Ao contrário da fotografia de nu tradicional, estes não apresentam qualidade explicitamente erótica ou sexual; são simplesmente pessoas reais que revelam tanto seus eus públicos (vestidos) quanto seus eus privados (nu). A abordagem de Friedler assemelha-se à do antropólogo. Seu trabalho como fotógrafo documental é uma investigação da humanidade, um levantamento e estudo das pessoas. Se vestir é uma escolha voluntária, ficar nu é ver as pessoas em estado involuntário—vemos seus corpos como vemos seus rostos, desmascarados. Ao mesmo tempo profundamente íntimas e surpreendentemente objetivas, estas imagens revelam mais nossa comumidade do que nossas diferenças.
Envio: registrado com rastreamento.
Aqui vemos todos os tipos de pessoas, homens e mulheres de todas as formas, idades, cores e classes: banqueiro de investimentos, viciado, livraria proprietário, rainha do armário, mulher grávida desempregada, ator, caixa, aluno de pós-graduação de Harvard, vendedor aposentado, babá e vigia, entre eles. Por mais diversos e únicos que sejam esses indivíduos, não há como não ficar impressionado ao perceber que o banqueiro e o viciado não são tão diferentes assim. Em um nível básico, somos todos iguais, humanos e vulneráveis.
Ao contrário da fotografia de nu tradicional, estes não apresentam qualidade explicitamente erótica ou sexual; são simplesmente pessoas reais que revelam tanto seus eus públicos (vestidos) quanto seus eus privados (nu). A abordagem de Friedler assemelha-se à do antropólogo.
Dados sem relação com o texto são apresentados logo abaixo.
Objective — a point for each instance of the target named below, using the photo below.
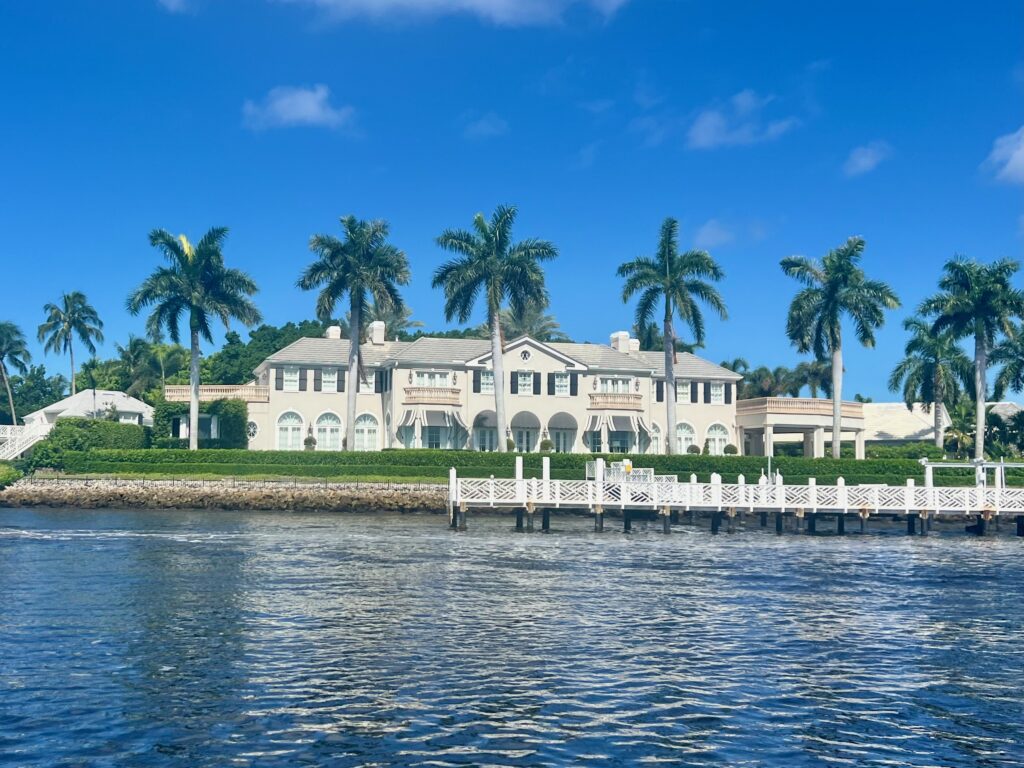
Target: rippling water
(221, 639)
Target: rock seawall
(138, 494)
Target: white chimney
(377, 333)
(621, 341)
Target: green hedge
(8, 475)
(423, 463)
(231, 419)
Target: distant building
(94, 403)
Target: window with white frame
(290, 431)
(366, 432)
(525, 381)
(291, 378)
(487, 383)
(614, 385)
(562, 386)
(329, 432)
(685, 437)
(431, 378)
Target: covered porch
(764, 421)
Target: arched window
(290, 431)
(654, 439)
(329, 432)
(366, 433)
(685, 436)
(718, 438)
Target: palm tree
(532, 322)
(815, 375)
(1010, 354)
(935, 371)
(491, 263)
(679, 281)
(835, 287)
(13, 355)
(73, 316)
(366, 267)
(977, 300)
(196, 283)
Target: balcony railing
(798, 406)
(208, 392)
(433, 396)
(615, 401)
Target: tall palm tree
(196, 283)
(935, 371)
(366, 267)
(680, 282)
(815, 375)
(977, 300)
(13, 356)
(835, 287)
(532, 322)
(72, 316)
(488, 262)
(1010, 354)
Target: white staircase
(14, 440)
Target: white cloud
(713, 233)
(286, 105)
(739, 122)
(866, 158)
(511, 12)
(1007, 158)
(486, 126)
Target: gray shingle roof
(688, 367)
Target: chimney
(377, 333)
(621, 341)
Seu trabalho como fotógrafo documental é uma investigação da humanidade, um levantamento e estudo das pessoas. Se vestir é uma escolha voluntária, ficar nu é ver as pessoas em estado involuntário—vemos seus corpos como vemos seus rostos, desmascarados. Ao mesmo tempo profundamente íntimas e surpreendentemente objetivas, estas imagens revelam mais nossa comumidade do que nossas diferenças.